A cognovit clause in a promissory note is not a per se violation of the Fourteenth Amendment’s Due Process Clause.
A cognovit is the ancient legal device by which the debtor consents in advance to the holder's obtaining a judgment without notice or hearing, and possibly even with the appearance, on the debtor's behalf, of an attorney designated by the holder.View Full Point of Law
Defendant entered a contract with Plaintiff for the manufacture and installation of equipment. Defendant defaulted on its payments and the two parties reached a post-contract agreement whereby Defendant made a partial payment and issued an installment note for the balance owed Plaintiff. Plaintiff completed the work and Defendant accepted it as satisfactory. Defendant again asked for relief on the balance owed to Plaintiff. Attorneys for both corporations participated in the negotiations and created a second note to replace the first. This second note included a “cognovit” clause which allowed Plaintiff to obtain a judgment without notice or hearing to Defendant should Defendant default on interest or principal payments. Defendant later claimed a breach of contract and stopped making payments on this second note. Plaintiff used the cognovit clause to obtain a judgment against Defendant without notice or a hearing. Defendant moved to vacate the judgment and the trial court denied the motion. The state appellate court affirmed and the U.S. Supreme Court granted certiorari.
Is the Fourteenth Amendment’s Due Process Clause violated per se by the inclusion of a cognovit clause in a promissory note?
(Blackmun, J.) No. A cognovit clause in a promissory note is not a per se violation of the Fourteenth Amendment’s Due Process Clause. Defendant argues that the Due Process Clause requires reasonable notice and an opportunity to be heard. In this case, however, one party to a contract has agreed, as a condition of the contract, to waive in advance the right to a hearing in an action on the note. Due process rights in a civil proceeding are subject to waiver. Even if the requirements for such a waiver were held to be as strict as in a criminal proceeding—voluntary, knowing, and intelligently made—that standard would be met here. The cognovit clause was included in a note after negotiations between two corporate parties with the advice of competent counsel. Defendant voluntarily, knowingly, and intelligently waived its rights to prejudment notice and hearing, with full awareness of the legal consequences of such a waiver.

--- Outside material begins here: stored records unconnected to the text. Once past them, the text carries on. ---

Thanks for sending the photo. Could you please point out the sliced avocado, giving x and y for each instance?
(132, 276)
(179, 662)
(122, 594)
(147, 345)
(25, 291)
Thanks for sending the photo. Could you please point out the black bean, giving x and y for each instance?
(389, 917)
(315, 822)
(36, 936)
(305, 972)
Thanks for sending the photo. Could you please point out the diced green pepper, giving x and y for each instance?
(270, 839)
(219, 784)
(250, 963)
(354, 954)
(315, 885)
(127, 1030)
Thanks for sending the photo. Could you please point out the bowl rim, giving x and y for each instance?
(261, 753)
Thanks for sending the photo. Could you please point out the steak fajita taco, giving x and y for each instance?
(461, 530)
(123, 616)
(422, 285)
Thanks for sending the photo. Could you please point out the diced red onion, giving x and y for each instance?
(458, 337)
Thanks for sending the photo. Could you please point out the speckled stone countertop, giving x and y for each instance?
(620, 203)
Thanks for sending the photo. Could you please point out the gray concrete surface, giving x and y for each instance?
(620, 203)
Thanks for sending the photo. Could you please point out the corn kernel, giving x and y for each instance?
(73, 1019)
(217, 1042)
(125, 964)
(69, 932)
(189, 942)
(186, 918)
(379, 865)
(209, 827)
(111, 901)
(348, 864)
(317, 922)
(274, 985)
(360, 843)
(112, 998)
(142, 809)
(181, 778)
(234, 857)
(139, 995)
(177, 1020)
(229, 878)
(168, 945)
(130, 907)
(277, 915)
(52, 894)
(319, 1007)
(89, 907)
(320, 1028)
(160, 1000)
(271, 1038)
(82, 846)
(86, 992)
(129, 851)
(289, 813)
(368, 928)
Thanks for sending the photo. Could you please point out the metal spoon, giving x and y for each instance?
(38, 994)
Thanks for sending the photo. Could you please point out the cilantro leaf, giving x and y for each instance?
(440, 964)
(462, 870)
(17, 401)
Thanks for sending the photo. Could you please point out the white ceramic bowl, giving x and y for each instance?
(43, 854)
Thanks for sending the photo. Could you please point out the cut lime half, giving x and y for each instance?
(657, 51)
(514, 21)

A cognovit clause is not, per se, a violation of the Fourteenth Amendment’s Due Process Clause. Whether such a clause is constitutional depends on the facts of each case. Defendant is not entirely without recourse in this matter. The judgment court may vacate the judgment if Defendant shows a valid defense, such as prior payment or mistaken identity. Affirmed.
The Supreme Court here implies that a contract clause waiving due process rights might be invalid in other circumstances, such as when the consumer contract is a contract of adhesion, where there was no consideration given for the inclusion of the clause, or where the bargaining power of the parties favored the creditor to a large degree. These cases are fact determinative.